例えば、家の窓に対して脆弱性検査を実行したとします。 脆弱性検査レポートは、次のような情報を提供してくれるかもしれません。
窓がXX個開いていることが見つかりました
泥棒が入る可能性があります
蚊が入ってデング熱にかかる可能性があります
雨が降ると床が水浸しになる可能性があります
黄砂が入って来て部屋が汚れる可能性があります
さらに、脆弱性検査レポートは対応策に関する情報や製品などを紹介してくれるでしょう。 SoftLayerの脆弱性検査のサービス範囲はここまです。
脆弱性検査の方法
SoftLayerの脆弱性検査の方法は、とてもシンプルです。 メニューバーの「Security」->「Vulnerability Scans」を選択します。 そして、「Vulnerability Scans」の「Device Name」からサーバーを選択し、「Scan」をクリックします。 脆弱性調査の結果は、「Vulnerability Scans」の下段に追加されます。 次の図には、脆弱性調査の対象サーバーと進行状況が表示されています。 開始時のステータスは「Scan Processing」です。 検査が終了すると「Scan Complete」に変わります。 脆弱性検査の実行時間は、大よそ10分ぐらいです。 脆弱性検査の実行回数の制限はありません。 料金も無料です。 OSの種類は、Linux系とWindowsどちらも対応しています。
脆弱性検査の事例
ここでは、脆弱性検査の事例(Windows Server 2008 R2の場合)を通して、SoftLayerの脆弱性検査レポートの特徴や内容についてご説明します。 検査レポートを閲覧するためには、検査レポート一覧の「Status」から「Scan Complete」をクリックします。
ファイアウォールを停止している状態
まず、Windows ServerでWindows Firewallを稼働していない場合の結果です。
Scan Details
「Scan Details」は、脆弱性検査結果の総括であり、ホストの数、セキュリティ・ホールやワーニングの数を表示します。 言うまでもないですが、最も危険性が高いのはセキュリティ・ホールです。 もちろん、ワーニングも外部からの侵入の危険性を含む要注意の項目です。
Analysis of Host
「Analysis of Host」は、インターネット側に公開しているIP Address及びポート、重要な指摘で構成されています。 ここでは、「ms_wbt_server(MS WBT Server)」と「microsoft_ds(Microsoft Directory Service)」で「Warning」が発生しています。
Security Issues and Fixes
「Security Issues and Fixes」は、前項の「Analysis of Host」の各公開ポート毎の危険性に関する詳細な解説です。 上記の「Warning」のなかで一例を取り上げてみましょう。 次の図では、3389ポートのリモート・ターミナル・サービスの暗号化方式が弱いと指摘し、その危険性の説明と共に、もっと強くすべきであるとアドバイスしています。 さらに、リンクの箇所から、より幅広い情報を得ることができます。
ファイアウォールを稼働している状態
次は、Winddows ServerのMicrosoft Windows Firewallを稼働している場合の結果です。 ファイアウォールの設定内容はデフォルトの状態です。
Scan Details
「Warning」が1つ減って5つとなりました。
Analysis of Host
「microsoft_ds(Microsoft Directory Service)」の「Warning」が消えています。 どうやら、Windows Firewallのデフォルト値で問題が解決されたようです。

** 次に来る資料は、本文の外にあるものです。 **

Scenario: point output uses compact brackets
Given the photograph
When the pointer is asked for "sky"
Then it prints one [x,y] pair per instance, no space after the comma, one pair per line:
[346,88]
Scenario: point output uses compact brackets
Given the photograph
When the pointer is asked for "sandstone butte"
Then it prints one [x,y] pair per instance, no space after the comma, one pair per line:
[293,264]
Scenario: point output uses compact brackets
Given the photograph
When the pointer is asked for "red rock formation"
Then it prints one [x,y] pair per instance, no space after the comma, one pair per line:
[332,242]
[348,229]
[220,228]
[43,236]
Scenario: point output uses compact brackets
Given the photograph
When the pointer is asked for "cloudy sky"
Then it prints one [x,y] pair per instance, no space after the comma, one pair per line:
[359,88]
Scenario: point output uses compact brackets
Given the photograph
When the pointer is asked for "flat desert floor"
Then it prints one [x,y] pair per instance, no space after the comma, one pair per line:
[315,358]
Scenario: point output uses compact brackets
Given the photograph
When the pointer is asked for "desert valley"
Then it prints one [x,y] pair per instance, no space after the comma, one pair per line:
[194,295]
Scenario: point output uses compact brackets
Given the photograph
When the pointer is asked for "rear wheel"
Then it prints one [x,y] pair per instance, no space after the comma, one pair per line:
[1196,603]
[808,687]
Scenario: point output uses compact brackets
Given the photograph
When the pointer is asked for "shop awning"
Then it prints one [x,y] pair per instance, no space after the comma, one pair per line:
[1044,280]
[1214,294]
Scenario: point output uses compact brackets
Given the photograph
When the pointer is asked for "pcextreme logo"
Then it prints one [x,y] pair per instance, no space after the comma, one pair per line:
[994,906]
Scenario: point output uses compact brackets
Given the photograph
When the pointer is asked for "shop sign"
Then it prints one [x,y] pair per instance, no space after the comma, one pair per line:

ただ、依然として「Warning」が5つも残っています。 他にも注意を促す箇所が大幅に減っています。 特に、Windows Server の Port 3389 は攻撃を受けやすいポートなので、対策は必須です。
このようにSoftLayerの脆弱性検査は、セキュリティ強化のための有効な手段として利用して頂くことができます。
便利機能:脆弱性検査レポートのフィルター
検査レポートの数が非常に多くなった場合はどうすればいいでしょうか。 脆弱性検査レポートはフィルター機能が備わっています。 「Filter」をクリックし、表示する対象を絞り込むことが可能です。